Large-scale DDoS attack hits Russia's food safety agency, impacting nationwide agricultural product shipments
Learn More
Russia's Federal Service for Veterinary and Phytosanitary Surveillance, known as Rosselkhoznadzor, was hit by a large-scale distributed denial-of-service (DDoS) cyberattack that disrupted critical food safety tracking systems and temporarily paralyzed the shipment of agricultural products across the country.
The organization oversees critical digital infrastructure that tracks the movement and safety certification of agricultural products nationwide.
The DDoS attack targeted the VetIS, Mercury and Saturn systems that track the movement of agricultural products and chemicals. The attack started at at 8:40 a.m. on October 22, and ended by approximately 6:00 p.m. Users primarily complained about the inaccessibility of the Mercury system, an automated platform for tracing products subject to veterinary supervision throughout Russia.
Under Russian law, companies handling meat, milk, eggs, and other animal products must register with Mercury and issue electronic veterinary documents confirming product authenticity and safety. Without these certificates, suppliers cannot legally deliver goods to retailers or processors. One company manager stated that production movement was paralyzed for half of the day, adding that the lack of an emergency procedure allowing shipments without digital paperwork led to financial losses.
According to Russian retail outlet Shopper's, suppliers attempted to negotiate with retail chains for shipments without electronic accompanying documents. Stanislav Bogdanov, chairman of the presidium of the Association of Omnichannel Retail Companies (AKORT), stated that the outage affected several retail chains, and they were setting up the Mercury system for emergency operation to allow for the continuation of regular operations and product registration.

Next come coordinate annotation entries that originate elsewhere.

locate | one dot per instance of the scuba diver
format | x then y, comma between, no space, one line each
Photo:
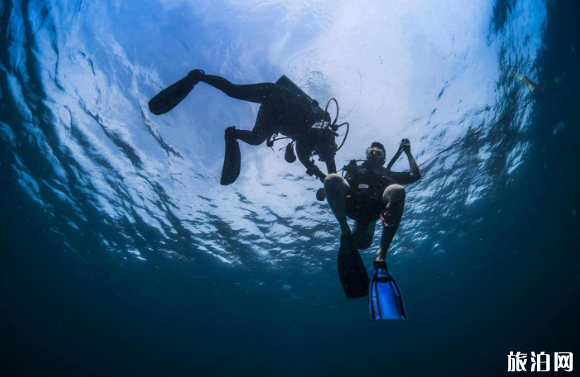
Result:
284,109
367,193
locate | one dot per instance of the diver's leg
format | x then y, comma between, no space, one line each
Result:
257,93
263,129
394,199
336,189
362,235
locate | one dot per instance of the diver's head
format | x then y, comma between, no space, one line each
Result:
376,154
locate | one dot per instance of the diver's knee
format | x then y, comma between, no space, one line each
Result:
394,194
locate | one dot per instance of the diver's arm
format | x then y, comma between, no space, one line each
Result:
304,157
415,172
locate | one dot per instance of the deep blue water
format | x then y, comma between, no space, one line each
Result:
122,255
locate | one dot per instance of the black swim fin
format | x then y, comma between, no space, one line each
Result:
385,298
232,161
171,96
351,270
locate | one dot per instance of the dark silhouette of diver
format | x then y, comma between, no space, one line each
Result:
367,193
283,110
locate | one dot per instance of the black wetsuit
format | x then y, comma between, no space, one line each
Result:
364,201
283,112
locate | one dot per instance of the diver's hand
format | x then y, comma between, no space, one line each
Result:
195,76
406,146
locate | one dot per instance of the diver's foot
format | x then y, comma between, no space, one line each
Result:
195,76
345,243
230,133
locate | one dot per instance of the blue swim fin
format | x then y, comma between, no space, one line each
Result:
385,299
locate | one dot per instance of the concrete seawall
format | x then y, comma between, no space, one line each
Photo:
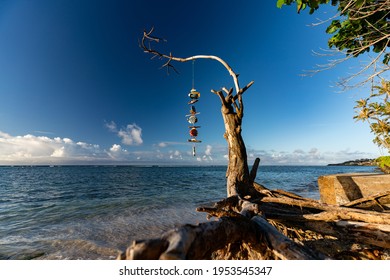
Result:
338,189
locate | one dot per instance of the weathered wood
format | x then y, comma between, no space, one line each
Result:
282,246
378,202
193,242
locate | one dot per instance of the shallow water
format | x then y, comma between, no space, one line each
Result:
93,212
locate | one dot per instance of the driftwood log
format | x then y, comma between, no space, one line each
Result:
275,224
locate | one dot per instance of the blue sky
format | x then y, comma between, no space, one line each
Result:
75,88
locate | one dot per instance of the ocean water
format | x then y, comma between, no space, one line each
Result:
94,212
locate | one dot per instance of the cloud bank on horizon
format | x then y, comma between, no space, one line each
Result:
42,150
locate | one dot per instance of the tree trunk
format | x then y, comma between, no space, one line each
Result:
237,173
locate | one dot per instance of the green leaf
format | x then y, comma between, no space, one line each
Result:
333,27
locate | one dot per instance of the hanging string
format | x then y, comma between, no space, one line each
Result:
193,74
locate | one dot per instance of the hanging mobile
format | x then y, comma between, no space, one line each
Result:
192,119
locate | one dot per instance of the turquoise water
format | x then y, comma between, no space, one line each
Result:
93,212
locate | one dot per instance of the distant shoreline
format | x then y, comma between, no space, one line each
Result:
357,162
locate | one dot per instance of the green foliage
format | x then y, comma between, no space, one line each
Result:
361,26
376,111
384,163
364,25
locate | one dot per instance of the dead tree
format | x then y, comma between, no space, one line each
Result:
239,179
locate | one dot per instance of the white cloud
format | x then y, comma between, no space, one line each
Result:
130,135
162,145
117,152
115,148
31,149
111,126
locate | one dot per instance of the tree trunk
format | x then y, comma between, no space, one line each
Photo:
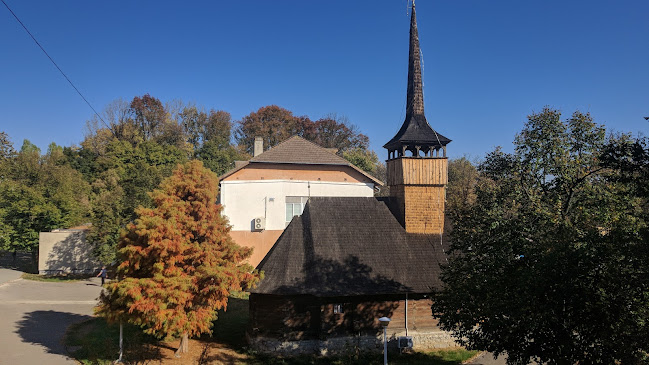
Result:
183,347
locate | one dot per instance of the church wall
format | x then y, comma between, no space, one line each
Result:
303,324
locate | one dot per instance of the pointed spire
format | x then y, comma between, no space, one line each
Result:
415,96
415,135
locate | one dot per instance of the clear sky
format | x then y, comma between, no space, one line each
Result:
487,63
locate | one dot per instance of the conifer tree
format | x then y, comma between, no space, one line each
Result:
178,262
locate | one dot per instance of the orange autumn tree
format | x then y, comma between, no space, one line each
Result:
178,262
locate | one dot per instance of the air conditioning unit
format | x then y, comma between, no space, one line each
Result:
259,224
405,342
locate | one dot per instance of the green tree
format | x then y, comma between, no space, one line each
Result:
550,263
460,193
125,174
365,160
178,262
276,124
39,193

Two major dairy producers and a baby food manufacturer reported being unable to ship products for several hours on Wednesday.
The Russian agency stated there was no threat to the integrity or confidentiality of the data processed in the systems, emphasizing that temporary unavailability of Rosselkhoznadzor's information systems may occur depending on the geographic location or connection method.
Russian telecommunications providers Megafon, Rostelecom, and Intelsk are working to mitigate the cyberattack by filtering malicious traffic.
So far no hacker group or individual has claimed responsibility for the attack.
Rosselkhoznadzor denied reports of prolonged disruptions, saying Thursday that the Mercury system was operating "as usual." The agency claims that media reports alleging the outage led to Mercury's shutdown were inaccurate, and that on the day of the attack they successfully processed over 14.5 million veterinary accompanying documents electronically.